The new Chlorine Contact Basin will replace the current chemical mixing system that was built in the 1970s. In addition to helping maintain the plant’s water quality, the new Chlorine Contact Basin will:
Allow the plant to better control the chemicals used to disinfect water.
Optimize the shelf life of our drinking water in the distribution system.
Constructing the Chlorine Contact Basin required 400 tons of rebar and 5,650 tons of concrete, or roughly 320 concrete trucks.
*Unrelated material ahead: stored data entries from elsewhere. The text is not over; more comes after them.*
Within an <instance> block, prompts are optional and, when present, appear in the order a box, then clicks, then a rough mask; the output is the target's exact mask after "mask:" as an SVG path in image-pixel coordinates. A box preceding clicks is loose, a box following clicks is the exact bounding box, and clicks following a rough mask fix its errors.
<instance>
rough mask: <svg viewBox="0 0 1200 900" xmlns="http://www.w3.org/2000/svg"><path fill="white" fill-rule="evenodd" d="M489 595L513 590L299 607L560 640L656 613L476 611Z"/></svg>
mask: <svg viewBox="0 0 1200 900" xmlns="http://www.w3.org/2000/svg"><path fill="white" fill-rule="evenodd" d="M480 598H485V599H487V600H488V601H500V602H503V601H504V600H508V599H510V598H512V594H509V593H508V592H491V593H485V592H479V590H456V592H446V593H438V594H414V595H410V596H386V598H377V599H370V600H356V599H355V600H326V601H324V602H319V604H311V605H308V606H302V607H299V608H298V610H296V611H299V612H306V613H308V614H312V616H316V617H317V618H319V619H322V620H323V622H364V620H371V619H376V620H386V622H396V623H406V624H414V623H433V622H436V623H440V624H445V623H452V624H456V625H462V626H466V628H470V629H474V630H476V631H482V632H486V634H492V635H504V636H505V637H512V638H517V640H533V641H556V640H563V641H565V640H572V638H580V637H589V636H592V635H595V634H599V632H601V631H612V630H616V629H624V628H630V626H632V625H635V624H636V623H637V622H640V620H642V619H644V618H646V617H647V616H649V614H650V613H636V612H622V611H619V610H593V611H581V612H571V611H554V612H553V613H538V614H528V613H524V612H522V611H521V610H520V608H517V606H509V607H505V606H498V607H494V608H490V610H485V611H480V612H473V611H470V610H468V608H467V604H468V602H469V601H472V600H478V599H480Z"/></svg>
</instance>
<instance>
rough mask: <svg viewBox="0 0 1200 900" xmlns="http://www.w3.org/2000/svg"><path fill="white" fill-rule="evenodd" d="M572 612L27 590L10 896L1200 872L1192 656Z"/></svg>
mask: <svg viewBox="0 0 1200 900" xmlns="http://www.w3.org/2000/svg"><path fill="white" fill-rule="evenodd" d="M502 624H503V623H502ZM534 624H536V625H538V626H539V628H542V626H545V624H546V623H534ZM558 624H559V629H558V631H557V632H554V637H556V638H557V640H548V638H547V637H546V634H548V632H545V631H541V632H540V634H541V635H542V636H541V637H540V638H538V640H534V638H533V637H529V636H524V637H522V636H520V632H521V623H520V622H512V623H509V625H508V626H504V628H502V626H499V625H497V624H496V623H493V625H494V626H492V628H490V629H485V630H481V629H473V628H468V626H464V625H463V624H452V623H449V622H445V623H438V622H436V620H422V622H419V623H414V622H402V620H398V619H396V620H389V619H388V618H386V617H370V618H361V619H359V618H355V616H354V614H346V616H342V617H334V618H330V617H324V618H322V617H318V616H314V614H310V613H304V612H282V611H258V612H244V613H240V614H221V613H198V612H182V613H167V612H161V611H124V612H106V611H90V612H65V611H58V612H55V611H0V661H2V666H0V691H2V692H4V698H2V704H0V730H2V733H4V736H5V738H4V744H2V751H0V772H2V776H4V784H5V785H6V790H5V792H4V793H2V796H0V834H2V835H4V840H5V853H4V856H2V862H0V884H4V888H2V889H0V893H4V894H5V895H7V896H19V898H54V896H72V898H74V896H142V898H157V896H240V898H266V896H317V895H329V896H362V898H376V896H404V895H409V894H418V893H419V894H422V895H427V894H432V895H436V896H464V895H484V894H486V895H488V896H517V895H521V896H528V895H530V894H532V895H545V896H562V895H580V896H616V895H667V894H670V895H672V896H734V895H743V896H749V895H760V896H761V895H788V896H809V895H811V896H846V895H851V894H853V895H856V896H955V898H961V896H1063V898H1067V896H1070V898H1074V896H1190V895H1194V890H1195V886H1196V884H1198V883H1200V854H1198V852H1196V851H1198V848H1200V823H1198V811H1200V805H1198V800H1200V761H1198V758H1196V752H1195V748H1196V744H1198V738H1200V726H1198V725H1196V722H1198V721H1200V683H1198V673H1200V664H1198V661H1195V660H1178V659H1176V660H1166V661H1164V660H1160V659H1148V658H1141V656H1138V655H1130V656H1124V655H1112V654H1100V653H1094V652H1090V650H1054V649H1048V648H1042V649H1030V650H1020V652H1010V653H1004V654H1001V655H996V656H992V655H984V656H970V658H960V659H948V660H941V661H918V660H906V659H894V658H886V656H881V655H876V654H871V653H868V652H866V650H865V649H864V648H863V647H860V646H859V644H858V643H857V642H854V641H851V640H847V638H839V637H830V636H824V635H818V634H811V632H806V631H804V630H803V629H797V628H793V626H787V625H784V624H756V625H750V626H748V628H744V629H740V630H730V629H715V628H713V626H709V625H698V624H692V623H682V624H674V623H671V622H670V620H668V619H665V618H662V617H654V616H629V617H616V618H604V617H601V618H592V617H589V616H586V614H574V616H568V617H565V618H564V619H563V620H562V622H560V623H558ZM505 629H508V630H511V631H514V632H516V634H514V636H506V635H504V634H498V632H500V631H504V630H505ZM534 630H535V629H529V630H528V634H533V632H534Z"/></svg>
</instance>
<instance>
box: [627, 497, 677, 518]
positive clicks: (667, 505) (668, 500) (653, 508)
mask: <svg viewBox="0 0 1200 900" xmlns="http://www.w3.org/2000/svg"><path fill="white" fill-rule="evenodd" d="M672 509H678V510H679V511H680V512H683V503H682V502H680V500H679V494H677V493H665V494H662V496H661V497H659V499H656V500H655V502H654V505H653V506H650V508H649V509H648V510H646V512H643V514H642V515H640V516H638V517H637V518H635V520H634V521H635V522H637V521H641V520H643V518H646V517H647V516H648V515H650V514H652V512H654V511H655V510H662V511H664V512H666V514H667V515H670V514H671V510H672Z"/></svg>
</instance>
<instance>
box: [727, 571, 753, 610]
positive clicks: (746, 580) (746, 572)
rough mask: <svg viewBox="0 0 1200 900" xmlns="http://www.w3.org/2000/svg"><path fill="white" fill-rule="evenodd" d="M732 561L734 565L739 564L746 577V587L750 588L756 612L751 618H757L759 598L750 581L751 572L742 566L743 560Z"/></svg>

The David L. Tippin Water Treatment Facility was originally constructed in the 1920s, with the capacity to produce 8 million gallons of water per day (MGD). Today, the plant produces and provides approximately 80 MGD of drinking water to the 725,000 residents who work and live in the City of Tampa water service area. The new Chlorine Contact Basin marks the completion of a key phase in the $95 million High Service Pump Station and Miscellaneous Improvements project, which will increase reliability and efficiency of the Water Treatment Facility to meet the future drinking water needs of the City of Tampa.
The project is funded by PIPES, the Progressive Infrastructure Planning to Ensure Sustainability. The $2.9 billion funding plan allows the City to renew infrastructure, prevent breakdowns, and provide permanent fixes to our 100-year-old water and wastewater systems.